Observe that for the programmer, as for the chef, the urgency of the patron may govern the scheduled completion of the task, but it cannot govern the actual completion. – Frederick P. Brooks, The Mythical Man-Month
It’s time to think about a better way to get things done.
If you have worked on any project you’ve probably come to a point where there is too much to do.
You’re overwhelmed with the amount of things that needs to be done, there just isn’t enough time, the client is insisting on the finish date and stress levels are climbing.
So what do you do?
If you’re like most people you talk to your manager because it’s their job to help you out.
And they do try and help – usually by looking around to see who else has some capacity and can spend some time on your project.
Seems reasonable, right?
But this is probably the single worst thing you can do to yourself.
Adding people to a project, even experienced, skilled people is going to delay your project even more than it already is.
And Frederick Brooks explained why in The Mythical Man-Month.
Adding people only speeds thing up when those people don’t have to talk to each other.
If you’re picking rice then having more people picking rice will get the job done faster than having less people picking rice.
It doesn’t work that way with knowledge work.
And that’s because you need to get people up to speed with what needs doing – explain the data set, explain your design, train them in the stuff you’ve already done.
And by the time you do all that it’s past the deadline you’ve done less in the last two weeks than you did in the previous two when you were all by yourself.
So, say no to help.
The next thing your manager will suggest is whether there are any simple tasks you can hand over to an intern or a junior employee.
This again seems helpful and reasonable.
But it’s not.
Someone inexperienced working on something will suck up time and make mistakes – mistakes that you will need to fix in the now much less time you have available.

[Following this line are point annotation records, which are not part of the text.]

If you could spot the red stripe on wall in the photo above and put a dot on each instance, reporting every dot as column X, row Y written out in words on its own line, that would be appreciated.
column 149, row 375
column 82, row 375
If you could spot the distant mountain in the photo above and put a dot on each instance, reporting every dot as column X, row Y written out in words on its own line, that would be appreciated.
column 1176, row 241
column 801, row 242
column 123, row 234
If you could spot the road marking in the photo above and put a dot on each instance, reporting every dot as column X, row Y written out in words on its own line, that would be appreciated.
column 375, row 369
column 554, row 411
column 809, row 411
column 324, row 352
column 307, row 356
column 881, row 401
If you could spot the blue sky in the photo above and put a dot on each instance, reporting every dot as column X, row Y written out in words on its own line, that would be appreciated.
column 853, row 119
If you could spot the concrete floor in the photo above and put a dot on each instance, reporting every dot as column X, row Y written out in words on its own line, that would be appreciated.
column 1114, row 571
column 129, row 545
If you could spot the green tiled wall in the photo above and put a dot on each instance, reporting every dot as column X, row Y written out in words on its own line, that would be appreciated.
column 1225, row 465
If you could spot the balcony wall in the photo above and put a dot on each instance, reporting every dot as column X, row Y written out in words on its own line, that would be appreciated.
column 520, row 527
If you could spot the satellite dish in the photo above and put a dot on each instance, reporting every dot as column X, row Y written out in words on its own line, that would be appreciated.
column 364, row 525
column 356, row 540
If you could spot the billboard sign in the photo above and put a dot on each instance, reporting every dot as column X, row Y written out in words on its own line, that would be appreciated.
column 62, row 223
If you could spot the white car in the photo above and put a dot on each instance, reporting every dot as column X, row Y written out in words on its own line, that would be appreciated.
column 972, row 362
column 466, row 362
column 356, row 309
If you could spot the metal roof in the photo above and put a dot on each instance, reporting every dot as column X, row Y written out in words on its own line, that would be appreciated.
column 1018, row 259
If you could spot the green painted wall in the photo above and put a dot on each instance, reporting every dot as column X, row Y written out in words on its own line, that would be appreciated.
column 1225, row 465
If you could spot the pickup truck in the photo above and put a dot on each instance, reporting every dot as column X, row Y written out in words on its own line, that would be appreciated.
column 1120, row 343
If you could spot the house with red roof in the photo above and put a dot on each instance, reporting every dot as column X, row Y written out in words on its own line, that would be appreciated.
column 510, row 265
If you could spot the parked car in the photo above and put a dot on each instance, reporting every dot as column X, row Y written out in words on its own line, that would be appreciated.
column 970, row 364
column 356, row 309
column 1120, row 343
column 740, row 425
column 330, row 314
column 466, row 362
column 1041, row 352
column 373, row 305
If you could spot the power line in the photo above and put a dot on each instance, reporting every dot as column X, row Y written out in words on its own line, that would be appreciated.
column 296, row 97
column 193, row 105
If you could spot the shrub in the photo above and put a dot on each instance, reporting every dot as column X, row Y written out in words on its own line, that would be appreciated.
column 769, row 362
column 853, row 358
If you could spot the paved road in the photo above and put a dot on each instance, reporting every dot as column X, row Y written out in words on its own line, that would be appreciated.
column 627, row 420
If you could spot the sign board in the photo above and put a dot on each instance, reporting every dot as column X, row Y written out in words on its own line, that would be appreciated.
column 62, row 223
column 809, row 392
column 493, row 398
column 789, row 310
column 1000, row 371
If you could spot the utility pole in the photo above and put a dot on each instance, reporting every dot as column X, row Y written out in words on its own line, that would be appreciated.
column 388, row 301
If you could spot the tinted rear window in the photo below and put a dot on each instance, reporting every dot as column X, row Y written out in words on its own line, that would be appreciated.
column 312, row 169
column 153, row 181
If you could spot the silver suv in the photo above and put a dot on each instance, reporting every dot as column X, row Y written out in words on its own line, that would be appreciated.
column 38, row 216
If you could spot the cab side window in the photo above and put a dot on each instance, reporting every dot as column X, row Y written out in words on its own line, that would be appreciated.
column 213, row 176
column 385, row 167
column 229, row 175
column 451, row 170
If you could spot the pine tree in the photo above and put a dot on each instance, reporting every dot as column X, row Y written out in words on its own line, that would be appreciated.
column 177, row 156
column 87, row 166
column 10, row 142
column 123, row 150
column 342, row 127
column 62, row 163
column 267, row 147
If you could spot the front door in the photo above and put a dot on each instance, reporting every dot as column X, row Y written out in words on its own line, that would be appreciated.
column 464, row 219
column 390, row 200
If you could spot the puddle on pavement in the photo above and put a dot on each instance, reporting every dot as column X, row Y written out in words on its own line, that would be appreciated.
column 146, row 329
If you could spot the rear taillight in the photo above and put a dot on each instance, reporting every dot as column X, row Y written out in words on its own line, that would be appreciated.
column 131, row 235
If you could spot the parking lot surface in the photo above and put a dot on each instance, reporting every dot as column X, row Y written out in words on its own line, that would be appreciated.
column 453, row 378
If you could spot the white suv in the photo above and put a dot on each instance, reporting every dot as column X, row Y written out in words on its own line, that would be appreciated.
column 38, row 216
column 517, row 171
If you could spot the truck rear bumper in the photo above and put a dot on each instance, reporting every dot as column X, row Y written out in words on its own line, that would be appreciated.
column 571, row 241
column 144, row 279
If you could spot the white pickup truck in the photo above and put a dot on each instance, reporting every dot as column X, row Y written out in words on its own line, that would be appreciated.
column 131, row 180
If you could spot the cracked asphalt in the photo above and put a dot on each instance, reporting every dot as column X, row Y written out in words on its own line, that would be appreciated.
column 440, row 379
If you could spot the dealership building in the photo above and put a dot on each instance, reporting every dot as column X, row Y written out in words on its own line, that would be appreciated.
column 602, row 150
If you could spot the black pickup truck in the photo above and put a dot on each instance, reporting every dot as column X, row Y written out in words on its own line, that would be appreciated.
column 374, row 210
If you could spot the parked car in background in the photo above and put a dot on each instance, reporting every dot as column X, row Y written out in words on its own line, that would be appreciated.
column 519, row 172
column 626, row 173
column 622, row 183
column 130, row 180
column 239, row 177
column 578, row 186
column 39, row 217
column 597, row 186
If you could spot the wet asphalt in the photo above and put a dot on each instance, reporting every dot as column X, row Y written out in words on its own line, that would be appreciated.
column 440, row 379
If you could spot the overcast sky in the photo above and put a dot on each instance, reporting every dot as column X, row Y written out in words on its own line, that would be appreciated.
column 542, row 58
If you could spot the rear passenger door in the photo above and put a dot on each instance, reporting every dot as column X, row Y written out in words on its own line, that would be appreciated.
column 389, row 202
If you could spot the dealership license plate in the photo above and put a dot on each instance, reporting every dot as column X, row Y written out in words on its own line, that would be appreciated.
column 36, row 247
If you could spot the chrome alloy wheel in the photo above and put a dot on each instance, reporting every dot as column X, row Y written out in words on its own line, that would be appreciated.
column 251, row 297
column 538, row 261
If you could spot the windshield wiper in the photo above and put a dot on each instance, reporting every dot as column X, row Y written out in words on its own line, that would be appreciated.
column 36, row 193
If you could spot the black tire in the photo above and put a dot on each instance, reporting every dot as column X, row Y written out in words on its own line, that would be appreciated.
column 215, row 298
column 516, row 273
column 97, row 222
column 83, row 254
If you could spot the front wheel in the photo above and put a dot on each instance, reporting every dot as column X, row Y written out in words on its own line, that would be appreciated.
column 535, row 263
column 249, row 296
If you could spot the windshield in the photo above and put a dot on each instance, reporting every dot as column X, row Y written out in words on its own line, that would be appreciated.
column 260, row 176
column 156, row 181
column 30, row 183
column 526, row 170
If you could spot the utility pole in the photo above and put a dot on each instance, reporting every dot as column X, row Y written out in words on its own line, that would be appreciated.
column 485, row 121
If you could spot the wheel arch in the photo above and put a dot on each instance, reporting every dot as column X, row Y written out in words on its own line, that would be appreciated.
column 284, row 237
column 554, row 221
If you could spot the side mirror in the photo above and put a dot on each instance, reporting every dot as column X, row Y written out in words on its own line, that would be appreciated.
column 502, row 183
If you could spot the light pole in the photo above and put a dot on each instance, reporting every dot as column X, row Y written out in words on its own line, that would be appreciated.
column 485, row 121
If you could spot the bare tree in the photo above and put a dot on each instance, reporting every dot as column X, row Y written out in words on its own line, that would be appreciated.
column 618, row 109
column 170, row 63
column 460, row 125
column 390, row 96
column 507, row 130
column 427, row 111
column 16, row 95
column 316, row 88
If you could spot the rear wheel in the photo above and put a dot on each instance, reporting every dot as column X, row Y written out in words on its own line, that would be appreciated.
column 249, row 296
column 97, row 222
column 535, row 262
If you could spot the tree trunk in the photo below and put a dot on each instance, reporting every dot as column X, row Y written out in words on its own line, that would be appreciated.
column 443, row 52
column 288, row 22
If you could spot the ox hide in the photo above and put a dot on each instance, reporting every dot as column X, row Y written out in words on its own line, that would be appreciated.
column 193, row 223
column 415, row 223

It’s far better to build a tool to get the task done – even if it takes you longer to build the tool and even if you have to throw it away.
This is wisdom from the Unix philosophy and it will help you immensely when you’re under pressure and the problem you have is a technical rather than human one.
One kind of problem you can solve – with the other, you can only hope.
The final thing your manager will insist on is that everything needs to get done – no cutting corners.
But then again if you’re up against it that’s what you need to do.
Not cut corners exactly but ruthlessly cut away at the scope of what you’re trying to do.
The point is that there will always be things that are more important and things that are less important.
Leave the less important ones for later – your client will be happier at getting core functionality that works than getting an incomplete product that doesn’t run at all.
Here’s the thing.
If you’re under pressure stay away from people – focus on the work.
Because that’s something you can actually do.